FOMC made no mention of an exit strategy, instead talking about keeping Austin mortgage rates low for an extended period of time

With the FOMC dust settled, a couple of points are worth mentioning.

First up, the FOMC made no mention of an exit strategy, instead talking about keeping Austin mortgage rates low for an extended period of time.

Number two was the statement about continuing the purchase of  Treasuries and MBS and extending the period until the end of Q1, allowing for a wind down period. Seems obvious that they are more concerned about housing and the economy versus inflation and deficits.  One reason for the accommodative policy may be the building inventory due to future delinquency and foreclosures, estimated to be 7 million units.  This is what we call “shadow inventory”, not yet on the books but in the pipeline nonetheless.  That number is huge, representing an entire year of sales.  We shall see.

Speaking of housing, Existing Home Sales hit the tape down 2.7%, well below the expected plus 3.0% figure. 31% of the sales were distressed homes and 30% were first time home buyers.  The 8K stimulus credit has helped to stabilize our industry.  If it expires, chances are good that a “double dip” housing recession would be in the cards.  We believe this gets worked out soon and extended through 2010.

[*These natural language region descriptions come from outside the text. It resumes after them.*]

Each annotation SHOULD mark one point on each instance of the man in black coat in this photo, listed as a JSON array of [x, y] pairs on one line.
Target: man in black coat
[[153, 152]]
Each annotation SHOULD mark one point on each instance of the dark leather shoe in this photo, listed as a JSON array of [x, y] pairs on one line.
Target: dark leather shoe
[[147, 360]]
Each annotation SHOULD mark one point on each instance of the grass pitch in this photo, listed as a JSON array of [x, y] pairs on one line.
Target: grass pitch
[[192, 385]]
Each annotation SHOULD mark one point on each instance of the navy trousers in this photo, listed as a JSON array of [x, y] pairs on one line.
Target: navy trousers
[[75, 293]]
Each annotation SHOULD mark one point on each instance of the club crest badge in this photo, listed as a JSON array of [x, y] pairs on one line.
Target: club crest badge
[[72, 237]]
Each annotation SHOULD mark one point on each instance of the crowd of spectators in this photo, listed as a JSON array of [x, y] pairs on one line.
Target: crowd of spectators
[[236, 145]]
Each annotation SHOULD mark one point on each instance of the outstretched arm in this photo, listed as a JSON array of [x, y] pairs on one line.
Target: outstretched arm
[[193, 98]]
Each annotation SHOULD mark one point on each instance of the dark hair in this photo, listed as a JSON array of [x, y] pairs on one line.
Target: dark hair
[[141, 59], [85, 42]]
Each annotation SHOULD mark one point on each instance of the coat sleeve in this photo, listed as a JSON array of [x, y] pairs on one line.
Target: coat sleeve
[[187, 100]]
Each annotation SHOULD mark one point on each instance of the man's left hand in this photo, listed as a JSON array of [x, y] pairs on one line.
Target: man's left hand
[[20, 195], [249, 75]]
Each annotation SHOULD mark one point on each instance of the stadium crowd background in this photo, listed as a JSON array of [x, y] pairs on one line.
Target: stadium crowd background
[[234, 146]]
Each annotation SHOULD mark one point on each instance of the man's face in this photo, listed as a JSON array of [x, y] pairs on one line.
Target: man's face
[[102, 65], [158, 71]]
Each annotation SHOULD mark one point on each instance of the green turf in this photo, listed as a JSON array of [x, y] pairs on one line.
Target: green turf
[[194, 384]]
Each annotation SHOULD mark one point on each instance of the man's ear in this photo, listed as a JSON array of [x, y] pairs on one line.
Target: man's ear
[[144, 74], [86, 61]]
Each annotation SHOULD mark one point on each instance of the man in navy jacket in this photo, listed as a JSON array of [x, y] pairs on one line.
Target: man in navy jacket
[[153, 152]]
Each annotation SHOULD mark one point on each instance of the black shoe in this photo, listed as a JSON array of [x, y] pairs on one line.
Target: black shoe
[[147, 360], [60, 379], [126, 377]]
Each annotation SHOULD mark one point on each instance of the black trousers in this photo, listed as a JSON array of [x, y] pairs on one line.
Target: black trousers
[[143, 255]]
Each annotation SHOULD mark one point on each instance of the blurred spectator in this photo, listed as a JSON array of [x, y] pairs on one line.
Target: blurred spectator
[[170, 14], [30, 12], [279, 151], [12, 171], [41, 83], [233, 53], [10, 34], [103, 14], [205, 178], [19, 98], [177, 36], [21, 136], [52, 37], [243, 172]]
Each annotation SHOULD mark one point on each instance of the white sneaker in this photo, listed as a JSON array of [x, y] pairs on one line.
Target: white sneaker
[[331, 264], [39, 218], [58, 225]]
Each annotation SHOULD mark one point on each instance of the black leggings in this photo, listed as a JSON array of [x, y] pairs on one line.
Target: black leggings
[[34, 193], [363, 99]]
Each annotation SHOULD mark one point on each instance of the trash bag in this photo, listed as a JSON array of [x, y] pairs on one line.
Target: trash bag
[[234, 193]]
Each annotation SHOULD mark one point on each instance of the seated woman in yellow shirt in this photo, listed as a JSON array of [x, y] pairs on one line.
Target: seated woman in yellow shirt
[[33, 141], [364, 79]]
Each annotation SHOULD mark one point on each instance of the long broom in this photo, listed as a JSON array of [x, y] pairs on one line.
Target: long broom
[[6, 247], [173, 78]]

Weekly Unemployment Claims were also released, falling 21k to 530K. Continuing Claims also dropped, off 123K from the previous week.  Nothing huge here as the numbers were probably skewed by the Labor Day holiday.

Stocks seem to be looking over their shoulder, off 55 points on the big board.  Seems like everyone expects consolidation due to a lack of fundamental reasons to own them at this level.  We’re waiting to see who blinks first.  Bonds, notes, and MBS are the benefactor of scared money running into safe haven investments (treasuries).  As we speak, the 10 year note is up 8/32’s (yield 3.38%) and MBS up 4/32’s.  For your reference, the 10 year note will need to close at 3.36% or below to extend the rally.  That could be a tough order (without a stock market collapse).